00:02:29 The pitch lands because it names a real bottleneck. Training ideas are cheap. Turning failed runs into the next experiment is where the friction lives. Sara Hooker endorsed it, noting that even inside frontier labs, knowing how to train for specific capabilities often comes down to taste and institutional memory.
00:02:51 AutoScientist tries to encode that memory into the loop itself. I'd look at it the same way: the tool doesn't solve the compute problem. It solves the signal-to-noise ratio in your experiment pipeline. You get fewer dead runs, faster iteration, and a cleaner audit trail of what moved the needle.
00:03:10 The constraint is still hardware. You can automate the loop, but you still need the GPUs to turn the pages. What it does well is stop the compounding loss. Small labs usually bleed on the gap between running an experiment and knowing how to adjust the next one.
00:03:28 AutoScientist bridges that gap with automation. The community reaction has been measured. Some wonder whether the system holds a frontier model for base evaluation, which is fair. You need a strong baseline to measure adaptation against. But the core claim is narrow and defensible: automate the research loop so training doesn't collapse under its own administrative weight.
00:03:53 That's a concrete win, even if the headline reads bigger.
The shift from static data to continuous experience
00:03:57 NVIDIA and Ineffable Intelligence published a joint blog post today about building reinforcement learning infrastructure from the ground up. David Silver's lab is coming out of stealth with a clear thesis: the harder problem in AI isn't building systems that know what humans already know.
00:04:16 It's building systems that discover new knowledge for themselves. That requires a different pipeline. Pretraining runs on fixed datasets of human data. Reinforcement learning generates data on the fly. The system has to act, observe, score, and update in tight loops.
00:04:33 That puts direct pressure on interconnect, memory bandwidth, and serving throughput in ways pretraining never did. NVIDIA and Ineffable are starting on Grace Blackwell and planning for Vera Rubin, but the infrastructure story is what matters here. They're building the infrastructure to feed RL systems at scale before the models get large enough to run on consumer hardware.

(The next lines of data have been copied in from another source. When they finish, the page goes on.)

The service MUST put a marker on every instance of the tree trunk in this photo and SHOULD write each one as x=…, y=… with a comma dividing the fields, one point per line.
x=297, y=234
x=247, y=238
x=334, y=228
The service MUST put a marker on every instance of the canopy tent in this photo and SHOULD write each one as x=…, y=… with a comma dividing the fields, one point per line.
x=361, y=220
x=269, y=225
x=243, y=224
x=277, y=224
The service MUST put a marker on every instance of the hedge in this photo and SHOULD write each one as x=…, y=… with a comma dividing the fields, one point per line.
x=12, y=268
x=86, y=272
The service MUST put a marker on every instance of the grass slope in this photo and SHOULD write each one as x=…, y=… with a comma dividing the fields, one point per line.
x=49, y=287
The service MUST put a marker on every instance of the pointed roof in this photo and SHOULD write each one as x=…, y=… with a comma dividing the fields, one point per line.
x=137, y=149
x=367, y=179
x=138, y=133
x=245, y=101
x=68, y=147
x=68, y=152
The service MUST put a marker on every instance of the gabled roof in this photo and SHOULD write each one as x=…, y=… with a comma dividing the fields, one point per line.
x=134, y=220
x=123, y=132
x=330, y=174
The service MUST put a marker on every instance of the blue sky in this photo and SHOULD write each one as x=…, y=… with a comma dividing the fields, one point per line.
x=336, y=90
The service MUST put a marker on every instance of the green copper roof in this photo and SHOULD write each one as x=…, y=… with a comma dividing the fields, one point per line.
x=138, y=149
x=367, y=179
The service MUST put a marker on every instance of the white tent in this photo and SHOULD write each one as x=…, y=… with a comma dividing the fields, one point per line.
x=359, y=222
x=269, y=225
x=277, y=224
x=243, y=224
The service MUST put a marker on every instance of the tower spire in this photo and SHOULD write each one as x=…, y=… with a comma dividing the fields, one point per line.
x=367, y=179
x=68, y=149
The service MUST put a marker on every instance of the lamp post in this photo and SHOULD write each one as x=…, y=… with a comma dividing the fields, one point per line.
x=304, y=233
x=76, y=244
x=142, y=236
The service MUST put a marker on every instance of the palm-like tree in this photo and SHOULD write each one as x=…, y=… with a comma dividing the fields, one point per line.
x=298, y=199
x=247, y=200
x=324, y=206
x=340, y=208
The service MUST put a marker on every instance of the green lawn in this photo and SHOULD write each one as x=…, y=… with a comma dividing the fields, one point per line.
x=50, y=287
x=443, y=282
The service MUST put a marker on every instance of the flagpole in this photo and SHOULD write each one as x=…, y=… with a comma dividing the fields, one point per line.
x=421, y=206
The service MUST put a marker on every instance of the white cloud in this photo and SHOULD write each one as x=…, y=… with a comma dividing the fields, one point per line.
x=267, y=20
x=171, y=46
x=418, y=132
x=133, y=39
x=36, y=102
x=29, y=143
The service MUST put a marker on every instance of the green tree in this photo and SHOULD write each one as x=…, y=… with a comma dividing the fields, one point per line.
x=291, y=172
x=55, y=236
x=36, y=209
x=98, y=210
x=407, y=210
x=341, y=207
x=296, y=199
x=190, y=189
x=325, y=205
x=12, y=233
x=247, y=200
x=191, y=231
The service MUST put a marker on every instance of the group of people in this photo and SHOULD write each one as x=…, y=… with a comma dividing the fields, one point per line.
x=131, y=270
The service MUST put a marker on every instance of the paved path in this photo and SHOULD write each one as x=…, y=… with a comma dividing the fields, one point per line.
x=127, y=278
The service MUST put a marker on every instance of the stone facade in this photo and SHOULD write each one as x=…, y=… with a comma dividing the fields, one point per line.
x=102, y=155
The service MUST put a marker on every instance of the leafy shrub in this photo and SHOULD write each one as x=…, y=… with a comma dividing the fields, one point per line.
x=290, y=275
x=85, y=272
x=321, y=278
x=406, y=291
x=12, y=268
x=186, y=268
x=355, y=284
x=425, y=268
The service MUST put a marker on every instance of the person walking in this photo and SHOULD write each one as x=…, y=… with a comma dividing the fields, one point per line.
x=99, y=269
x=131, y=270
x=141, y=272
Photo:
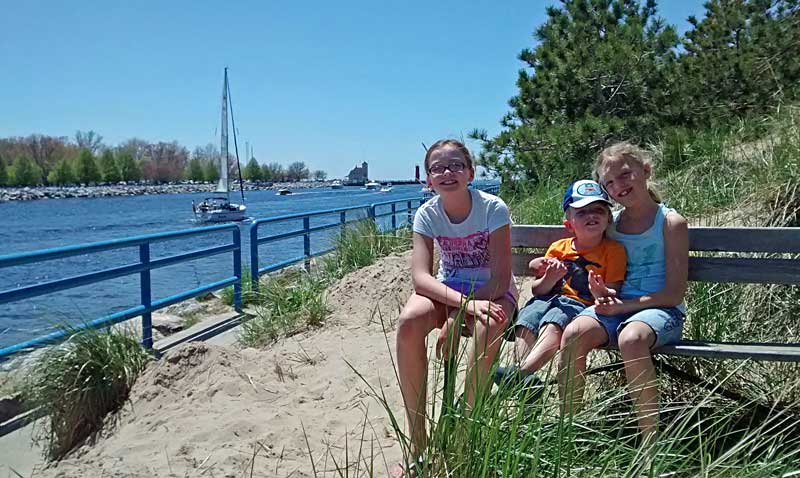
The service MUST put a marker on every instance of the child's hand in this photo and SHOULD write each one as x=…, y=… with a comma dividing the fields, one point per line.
x=598, y=288
x=484, y=310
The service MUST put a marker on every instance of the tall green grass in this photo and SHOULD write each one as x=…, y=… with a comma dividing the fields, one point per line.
x=294, y=300
x=78, y=383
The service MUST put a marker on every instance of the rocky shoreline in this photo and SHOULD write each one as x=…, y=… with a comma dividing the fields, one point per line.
x=118, y=190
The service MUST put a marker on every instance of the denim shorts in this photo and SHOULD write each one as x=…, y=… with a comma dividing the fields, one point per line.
x=555, y=309
x=667, y=323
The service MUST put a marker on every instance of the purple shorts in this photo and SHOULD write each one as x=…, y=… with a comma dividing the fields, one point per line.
x=468, y=288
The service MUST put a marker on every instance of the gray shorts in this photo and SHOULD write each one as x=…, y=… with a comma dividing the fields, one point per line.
x=667, y=323
x=555, y=309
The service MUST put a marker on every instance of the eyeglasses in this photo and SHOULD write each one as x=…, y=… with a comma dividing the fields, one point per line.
x=453, y=167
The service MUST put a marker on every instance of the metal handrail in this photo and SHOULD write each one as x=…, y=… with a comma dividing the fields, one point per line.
x=256, y=271
x=142, y=267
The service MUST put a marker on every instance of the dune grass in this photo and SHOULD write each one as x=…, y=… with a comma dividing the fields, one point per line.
x=78, y=383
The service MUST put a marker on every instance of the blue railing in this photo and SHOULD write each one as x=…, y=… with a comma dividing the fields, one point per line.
x=372, y=211
x=142, y=267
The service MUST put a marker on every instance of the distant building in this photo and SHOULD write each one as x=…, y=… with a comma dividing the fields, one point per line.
x=358, y=175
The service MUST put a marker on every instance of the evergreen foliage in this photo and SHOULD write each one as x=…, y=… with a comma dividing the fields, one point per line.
x=253, y=170
x=24, y=172
x=86, y=170
x=108, y=167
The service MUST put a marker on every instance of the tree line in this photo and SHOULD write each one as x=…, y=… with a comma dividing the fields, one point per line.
x=84, y=159
x=605, y=70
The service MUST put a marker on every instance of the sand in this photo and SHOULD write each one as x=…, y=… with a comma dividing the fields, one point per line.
x=211, y=411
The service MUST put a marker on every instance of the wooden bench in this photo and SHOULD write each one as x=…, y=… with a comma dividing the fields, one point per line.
x=728, y=267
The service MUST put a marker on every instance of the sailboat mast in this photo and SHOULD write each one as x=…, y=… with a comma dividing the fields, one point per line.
x=224, y=161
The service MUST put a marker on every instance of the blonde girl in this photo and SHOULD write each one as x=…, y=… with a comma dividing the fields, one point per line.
x=649, y=312
x=472, y=230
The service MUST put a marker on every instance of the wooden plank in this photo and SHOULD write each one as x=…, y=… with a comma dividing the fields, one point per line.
x=719, y=239
x=774, y=352
x=745, y=239
x=536, y=236
x=744, y=270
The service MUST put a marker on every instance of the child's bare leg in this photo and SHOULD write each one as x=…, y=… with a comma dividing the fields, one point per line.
x=544, y=348
x=419, y=316
x=487, y=339
x=635, y=341
x=581, y=336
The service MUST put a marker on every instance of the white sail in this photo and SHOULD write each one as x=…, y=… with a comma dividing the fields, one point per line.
x=222, y=185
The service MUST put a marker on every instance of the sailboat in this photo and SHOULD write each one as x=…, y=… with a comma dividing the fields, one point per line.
x=219, y=208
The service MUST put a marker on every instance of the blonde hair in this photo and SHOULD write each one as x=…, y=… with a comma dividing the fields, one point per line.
x=630, y=152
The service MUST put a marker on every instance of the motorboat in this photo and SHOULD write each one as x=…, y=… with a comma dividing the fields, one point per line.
x=219, y=208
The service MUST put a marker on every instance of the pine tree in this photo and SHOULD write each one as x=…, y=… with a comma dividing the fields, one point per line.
x=108, y=166
x=86, y=170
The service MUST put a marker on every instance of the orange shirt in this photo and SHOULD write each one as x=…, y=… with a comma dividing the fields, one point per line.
x=607, y=259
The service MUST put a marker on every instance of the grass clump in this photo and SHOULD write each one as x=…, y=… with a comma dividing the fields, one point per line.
x=78, y=383
x=294, y=299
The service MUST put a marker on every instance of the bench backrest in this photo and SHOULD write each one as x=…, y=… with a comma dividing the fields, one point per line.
x=736, y=264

00:04:58 The goal is continuous experience-based learning rather than static human data. You're seeing the industry pivot toward hardware and software designed for active simulation, not passive ingestion. The immediate impact is on who can run RL workloads and how efficiently they can run them.
00:05:17 Grace Blackwell gives you the memory bandwidth to keep agents in the loop without choking on data movement. Vera Rubin will extend that across larger clusters. It's early infrastructure, which means the benchmarks are still theoretical and the algorithms are still catching up.
00:05:35 But the direction is clear. Training is moving from copying human examples toward simulating experience. The machines have to change to match that shift. That's the lineup for today: sparse models, automated loops, and the hardware pivot to continuous learning.